Being a coach at the top isn’t necessarily coaching, more about managing and creating a plan.
If you watch the Smith teams of 2011/12, it’s overtly clear that the players were instructed to offload on opportunity. They were directed to pressure the kicker and try and charge down. These are obvious traits instilled by the coaches to get the best out of the players available.
If you look at the South’s team that had the 4 Burgess boys in, they had a completely different approach. There was no such push for offloads, they saw the strengths being big men running hard and playing the ball as fast as possible, no messing around.
Wane’s teams are similar. Boring to a point, as the forwards don’t do much with the ball, but suffocate you in defence. The wingers pick up the slack and do the donkey work coming away from the line. Then it’s all about shape, running the right line and the pivots waiting for the defence to guess wrong, rather than them guess right.
The problem that we’ve seen last season and parts of this, particularly in defence, is that we’re not doing the same thing. Look at Minikin for the first try on Friday. We have the numbers right, but he shoots out for no reason, with the rest holding a straight line. Same with a number of examples early in the season with Matautia and Drinkwater doing polar opposites.

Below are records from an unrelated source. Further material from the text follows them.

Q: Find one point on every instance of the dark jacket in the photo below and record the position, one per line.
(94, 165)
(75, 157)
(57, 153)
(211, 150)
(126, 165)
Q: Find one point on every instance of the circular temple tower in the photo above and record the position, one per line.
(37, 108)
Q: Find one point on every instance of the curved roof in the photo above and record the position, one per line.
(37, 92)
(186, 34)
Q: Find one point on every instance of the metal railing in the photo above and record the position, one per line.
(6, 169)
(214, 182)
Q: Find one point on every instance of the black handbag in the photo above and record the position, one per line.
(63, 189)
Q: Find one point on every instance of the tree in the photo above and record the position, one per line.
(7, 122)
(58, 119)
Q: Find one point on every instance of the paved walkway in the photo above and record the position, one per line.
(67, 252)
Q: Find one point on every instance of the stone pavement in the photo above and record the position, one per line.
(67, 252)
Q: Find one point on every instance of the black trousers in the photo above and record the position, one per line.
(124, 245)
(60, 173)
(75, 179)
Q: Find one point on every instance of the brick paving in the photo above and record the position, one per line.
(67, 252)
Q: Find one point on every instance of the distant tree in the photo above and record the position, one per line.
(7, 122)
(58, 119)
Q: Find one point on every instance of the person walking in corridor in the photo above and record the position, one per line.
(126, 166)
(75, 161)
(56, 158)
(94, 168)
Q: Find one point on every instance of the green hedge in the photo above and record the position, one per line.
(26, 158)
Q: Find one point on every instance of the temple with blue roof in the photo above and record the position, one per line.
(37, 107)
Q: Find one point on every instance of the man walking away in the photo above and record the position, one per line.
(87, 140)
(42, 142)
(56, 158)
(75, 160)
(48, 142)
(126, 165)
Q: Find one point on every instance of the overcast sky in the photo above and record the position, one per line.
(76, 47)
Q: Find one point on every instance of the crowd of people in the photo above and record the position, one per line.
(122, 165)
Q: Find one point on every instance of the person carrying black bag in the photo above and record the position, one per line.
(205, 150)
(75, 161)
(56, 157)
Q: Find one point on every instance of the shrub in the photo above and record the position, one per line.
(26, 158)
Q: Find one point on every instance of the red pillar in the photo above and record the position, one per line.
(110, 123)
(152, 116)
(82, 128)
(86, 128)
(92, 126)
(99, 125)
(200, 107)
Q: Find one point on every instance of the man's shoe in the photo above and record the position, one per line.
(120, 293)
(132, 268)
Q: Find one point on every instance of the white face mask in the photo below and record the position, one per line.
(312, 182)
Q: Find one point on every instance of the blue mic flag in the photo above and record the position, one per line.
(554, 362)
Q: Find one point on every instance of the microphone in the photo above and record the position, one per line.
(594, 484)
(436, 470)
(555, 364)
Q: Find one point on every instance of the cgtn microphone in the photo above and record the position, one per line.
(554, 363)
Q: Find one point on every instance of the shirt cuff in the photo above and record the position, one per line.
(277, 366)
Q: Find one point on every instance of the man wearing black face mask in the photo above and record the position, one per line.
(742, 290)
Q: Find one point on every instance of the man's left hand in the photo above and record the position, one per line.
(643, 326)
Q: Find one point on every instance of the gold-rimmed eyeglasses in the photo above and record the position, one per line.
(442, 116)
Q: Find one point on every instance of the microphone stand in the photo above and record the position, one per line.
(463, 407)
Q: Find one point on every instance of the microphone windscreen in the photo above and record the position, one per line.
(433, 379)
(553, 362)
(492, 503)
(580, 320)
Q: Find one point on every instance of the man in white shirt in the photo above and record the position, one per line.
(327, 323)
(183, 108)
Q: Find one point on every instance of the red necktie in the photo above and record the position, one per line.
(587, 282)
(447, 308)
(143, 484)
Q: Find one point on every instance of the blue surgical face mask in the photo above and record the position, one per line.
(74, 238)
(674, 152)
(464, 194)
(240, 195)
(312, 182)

These are things within the gift of a coach. It’s not as simple player doing something wrong as with a dropped ball, they are just doing something different. If everyone did what Minikin did on Friday and shot out of the line and took a man, they wouldn’t score. Human error is unavoidable, but their is evidence to suggest that the players either don’t know the plan, aren’t following the plan or struggle when under fatigue/under pressure to recall that muscle memory to get it right, which boils down to preparedness.